I get our tomato seed from several sources. Totally Tomatoes, a subsidiary of Park Seed, stocks common and novel varieties. I often buy seeds from Seeds of Change or Territorial Seed. The varieties I grow are probably far different from what grows in your climate. Though tomatoes need heat and sun to ripen, our relentless Arizona sun will split most of the bigger varieties. Because of the extreme heat, our tomato plants go into a stasis through the heat of June and flower well again only if our July monsoons are adequate.
Tomato seed varieties will always be listed as determinate or indeterminate. Determinate varieties have a sturdier, more upright structure and produce one big crop with little after-production. Indeterminate varieties are more vine-like plants that produce a first crop and continue to produce reliable after-crops.
Tomato seeds should be started a couple of months before your last frost. The soil needs to be warm for the seed to germinate, so you can start them on a bright windowsill, a radiator that doesn’t get too hot or on top of the refrigerator. A yogurt cup, some potting soil and a little water are all you need to start, and, of course, the seeds you saved out of the organic, non-hybrid tomato you bought at the farmers’ market. You can expect the plants to get tall – ask the farmer, or see the seed packet to find out how tall – and they’ll need to be staked. There are hybrid varieties selected for their compact nature and even container-sized plants.

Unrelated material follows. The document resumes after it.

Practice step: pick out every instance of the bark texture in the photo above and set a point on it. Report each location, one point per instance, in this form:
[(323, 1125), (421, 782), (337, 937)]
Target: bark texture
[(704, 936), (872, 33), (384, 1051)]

We eat tomatoes because of their pleasant and refreshing taste. Ripe tomatoes are abundant in vitamin C, biotin, vitamin K and carotenes. The carotene known as lycopene has been shown to slow macular degeneration.
If you can’t grow your own tomatoes, I recommend buying organic varieties because the residual pesticide levels on tomatoes are rather high. It is significant to note that unripe fruit is generally not as nutritionally rich as ripe fruit, so when buying tomatoes, go for good color and a uniform and firm texture. Vine-ripened tomatoes, by the way, need only show a little color on the vine to be called vine-ripened. They are then gassed with ethylene, a ripening agent, before market.
But if you’re interested in controlling what goes into your food and into your body, try growing tomatoes organically. It’s easier than you think, healthier, and less costly to your wallet and the environment.